House and Mortgage data
Data this week comes from the Freddie Mac House Price Index at both the State and National level. The original source can be found here.
The House Price Index (HPI) is a broad measure of the movement of single-family house prices. The HPI is a weighted, repeat-sales index, meaning that it measures average price changes in repeat sales or refinancings on the same properties. This information is obtained by reviewing repeat mortgage transactions on single-family properties whose mortgages have been purchased or securitized by Fannie Mae or Freddie Mac since January 1975. - Quote from Federal Housing Finance Agency
Hint: A useful summary statistic could be the 12-month (yearly) percent change in the Price Index (eg is the price index rising or falling?).
We also have mortgage rates for fixed 30, fixed 15, and adjustable 5-1 Hybrids across time.

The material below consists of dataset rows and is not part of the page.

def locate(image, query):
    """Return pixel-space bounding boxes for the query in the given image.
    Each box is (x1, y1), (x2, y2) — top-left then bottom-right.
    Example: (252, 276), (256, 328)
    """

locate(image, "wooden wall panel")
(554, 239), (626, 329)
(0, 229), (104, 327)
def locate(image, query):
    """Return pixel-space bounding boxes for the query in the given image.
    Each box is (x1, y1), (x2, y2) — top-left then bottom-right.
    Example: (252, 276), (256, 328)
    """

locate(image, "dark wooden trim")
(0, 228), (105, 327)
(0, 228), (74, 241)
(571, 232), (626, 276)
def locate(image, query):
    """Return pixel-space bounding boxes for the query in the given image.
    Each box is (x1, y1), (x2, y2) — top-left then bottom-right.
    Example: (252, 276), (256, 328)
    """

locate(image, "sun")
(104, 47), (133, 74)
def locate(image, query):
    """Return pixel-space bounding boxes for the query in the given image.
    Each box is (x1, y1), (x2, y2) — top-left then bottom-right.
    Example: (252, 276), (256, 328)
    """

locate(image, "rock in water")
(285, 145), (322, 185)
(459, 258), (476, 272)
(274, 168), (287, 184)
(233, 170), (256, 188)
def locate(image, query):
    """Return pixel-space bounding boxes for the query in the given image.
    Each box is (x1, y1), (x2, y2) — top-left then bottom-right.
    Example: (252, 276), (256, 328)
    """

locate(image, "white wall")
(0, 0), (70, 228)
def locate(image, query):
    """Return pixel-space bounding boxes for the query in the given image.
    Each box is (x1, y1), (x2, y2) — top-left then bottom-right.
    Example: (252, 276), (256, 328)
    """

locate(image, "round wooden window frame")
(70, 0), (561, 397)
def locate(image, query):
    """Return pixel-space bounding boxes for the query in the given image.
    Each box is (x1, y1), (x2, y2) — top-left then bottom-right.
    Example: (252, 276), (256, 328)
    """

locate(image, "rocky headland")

Some of the data was only introduced in the 1990s and late 2000s, and as such some information can only be pulled from more recent data.
Lastly, we have included some recession dates in the US - the Great Recession (2007) had some major effects across many industries and markets. You can read more about some of the recent changes here from Fortune.
Grab the Data Here
or read the data directly into R!
state_hpi <- readr::read_csv("https://raw.githubusercontent.com/rfordatascience/tidytuesday/master/data/2019/2019-02-05/state_hpi.csv") mortgage_rates <- readr::read_csv("https://raw.githubusercontent.com/rfordatascience/tidytuesday/master/data/2019/2019-02-05/mortgage.csv") recession_dates <- readr::read_csv("https://raw.githubusercontent.com/rfordatascience/tidytuesday/master/data/2019/2019-02-05/recessions.csv")
|year||date - integer||Year|
|month||date - integer||Month|
|price_index||double||Calculated House Price Index - average price changes in repeat sales or refinancings at state level|
|us_avg||double||Calculated House Price Index - averaged at national level|
- Please notice that 30 year fixed rate data goes back to 1971, while the 15 year data begins in 1991 and the adjustable 5-1 Hybrid begins in 2005.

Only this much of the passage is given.